Geflüchtete: Dafür sorgen, dass die Kinder nicht traurig sind
Mehr als 5.000 Kinder und Jugendliche suchen seit dem Beginn des Krieges in der Ukraine Schutz in Mecklenburg-Vorpommern - eine Herausforderung für die Schulen im Land.
An der Regionalschule "Peter Joseph Lenné" in Ludwigslust lernen rund 33 Schüler und Schülerinnen aus fünf Nationen gemeinsam Deutsch. Die meisten von ihnen kommen aus der Ukraine. Ihre Lehrerinnen Viktoriia Desiatova und Olena Bokhonko sind vor einem Jahr selbst aus der Nähe von Kiew geflohen. Dort haben sie 20 Jahre lang an derselben Schule Englisch unterrichtet. Dass sie auch in Ludwigslust gemeinsam unterrichten können, ist für die Lenné-Schule ein Glücksfall. Sie unterstützen die Kinder und kennen ihre Sorgen. Doch über den Krieg sprechen sie in der Schule nicht mit ihnen: "Wir sind auch aus der Ukraine, wir haben dort Krieg und wir sind auch Lehrerinnen und wissen, was die Kinder brauchen. Wir müssen es schaffen, dass die Kinder nicht traurig sind." Das geht mit Malen, Spazieren, gemeinsam Pizza backen und viel, viel reden über Freunde, Familie und Hobbys, erzählen beide.
Vorklassen seit August
Bis zum Sommer 2022 erhielten Kinder aus dem Ausland zunächst intensiven Deutschunterricht, wurden aber so früh wie möglich in die herkömmlichen Klassen integriert. Das sei aufgrund der vielen Zuzüge in kurzer Zeit nicht mehr überall zu leisten gewesen, sagte Bildungsministerin Simone Oldenburg (Die Linke). Seit diesem Schuljahr gibt es deshalb sogenannte Vorklassen. Das heißt, alle ausländischen Kinder werden gemeinsam, jahrgangsübergreifend unterrichtet. Das Erlernen der deutschen Sprache steht dabei im Mittelpunkt. Der Landesflüchtlingsrat kritisierte dieses Vorgehen. "Mecklenburg-Vorpommern verlässt damit den bisher vorbildlichen Weg, Kinder von Anfang an nach und nach in den allgemeinen Unterricht zu integrieren", sagte die Vorsitzende Ulrike Seemann-Katz.

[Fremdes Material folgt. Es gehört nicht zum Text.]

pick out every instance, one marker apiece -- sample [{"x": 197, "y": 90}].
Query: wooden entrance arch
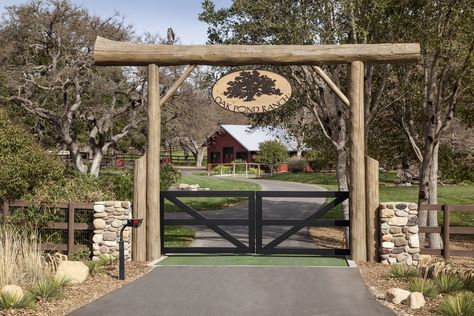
[{"x": 112, "y": 53}]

Auch die Gewerkschaft für Erziehung und Wissenschaft (GEW) schloss sich dieser Kritik an.
Schulleiterin: "Ich rolle ihnen den roten Teppich aus"
In die Ludwigsluster Vorklasse gehen Schülerinnen und Schüler der 5. bis 10. Klasse. Einige können kaum lesen und schreiben, andere sind hochbegabt. Auch ihre Ziele sind unterschiedlich: Manche lernen nach den fünf Unterrichtsstunden in der Vorklasse digital weiter, um mit dem Lernstoff in ihrem Heimatland auf dem Laufenden zu bleiben und dort auch Prüfungen abzulegen. Andere Schülerinnen und Schüler wollen schnellstmöglich Deutsch lernen, um hier in die regulären Klassen zu wechseln. Für Schulleiterin Antje Zachow sorgt das für eine planerische Herausforderung. Noch ist unklar, wie viele Kinder in den Vorklassen bleiben, wie viele Klassen neu aufgemacht werden müssen und wie viele Lehrkräfte sie dafür bekommt. "Ich hoffe, dass die ukrainischen Lehrkräfte bleiben können, sie arbeiten so gern hier und sind gut ausgebildet, das macht mich stolz. Ich rolle ihnen hier den roten Teppich aus!", sagt sie.
Neue Heimat oder Zuflucht auf Zeit?
Viktoriia Desiatova und Olena Bokhonko arbeiten bis zum Ende des Schuljahres als Vertretungslehrerinnen an der Lenné-Schule. Erst wenn sie die Deutschprüfung in C1 bestanden haben, kann die Schule sie ganz einstellen - das sei ihr Ziel. Trotzdem wissen beide nicht, ob Deutschland eine neue Heimat ist oder eine Zuflucht auf Zeit bleibt: "Unsere Männer, unsere Eltern und unsere Häuser sind in der Ukraine. Das ist eine schwierige Frage. Hier ist alles sehr gut, wir haben alles, alle helfen uns. Aber wir möchten auch wieder nach Hause … vielleicht. Wir wissen es nicht", sagt Viktoriia Desiatova. Einigen ihrer Schülerinnen und Schüler geht es ähnlich. Erstmal wollen sie aber alle weiter Deutsch lernen - als Gemeinschaft.